Design solutions for healthcare tech – from diagnostics through to treatment – must be respectful of the innate human resistance to admit physical vulnerability. Evidence after all suggests that humans have biases of optimism often not conducive to health and well-being. Effective design is empathetic to these tensions, unpatronizing to the user and accessible. Self-diagnostic and monitoring devices have done this well compared to the other aspect of healthcare – such as basic pill administration – where innovation lacks. Taking medication still remains fiendishly difficult for those with shaky hands and poor sight, presenting significant everyday dangers. Tomorrow’s health tech needs to be sensitive to these practical and psychological dynamics, empowering and elevating human potential irrespective of ailment or ability.

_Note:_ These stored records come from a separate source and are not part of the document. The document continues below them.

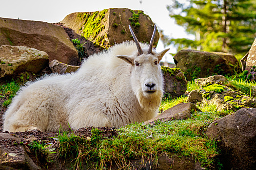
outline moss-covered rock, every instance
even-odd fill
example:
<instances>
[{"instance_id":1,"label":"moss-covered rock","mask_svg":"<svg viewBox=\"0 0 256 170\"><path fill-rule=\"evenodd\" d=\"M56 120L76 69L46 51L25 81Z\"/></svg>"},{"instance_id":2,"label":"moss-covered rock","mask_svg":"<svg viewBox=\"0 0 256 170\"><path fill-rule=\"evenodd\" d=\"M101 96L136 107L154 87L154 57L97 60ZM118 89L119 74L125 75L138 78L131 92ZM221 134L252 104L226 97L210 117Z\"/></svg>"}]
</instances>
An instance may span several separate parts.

Wearables are really starting to come to the fore equating to a much more comfortable, unintrusive and accurate way of garnering data for a clinical response. They will invariably play a critical part in at-home medical care in the future. For arrhythmia sufferers (it’s estimated that around 12 million people in the US will develop the condition that can lead to heart failure), conservative interventions often require patients to undergo ECG (electrocardiogram) testing for up to 72 continuous hours. But it’s conceivable that a wearable ECG vest, that looks like a standard t-shirt, embedded with printed electrodes situated beneath the fabric at points around the arm and waist, can allow continuous heart monitoring of the patient without impeding their daily routine or putting them off for wearing a medical device. Indeed, we prototyped such a product that incorporated “dry electrodes”, an accelerometer and a gyroscope to produce a deeper reading of recorded heart signals, feeding into an AI layer to determine irregularities in the heartbeats. A dashboard would allow clinicians to access and easily interpret the data to undertake relevant interventions in real-time. Discretion is key to such design. No one wants to draw attention to their affliction.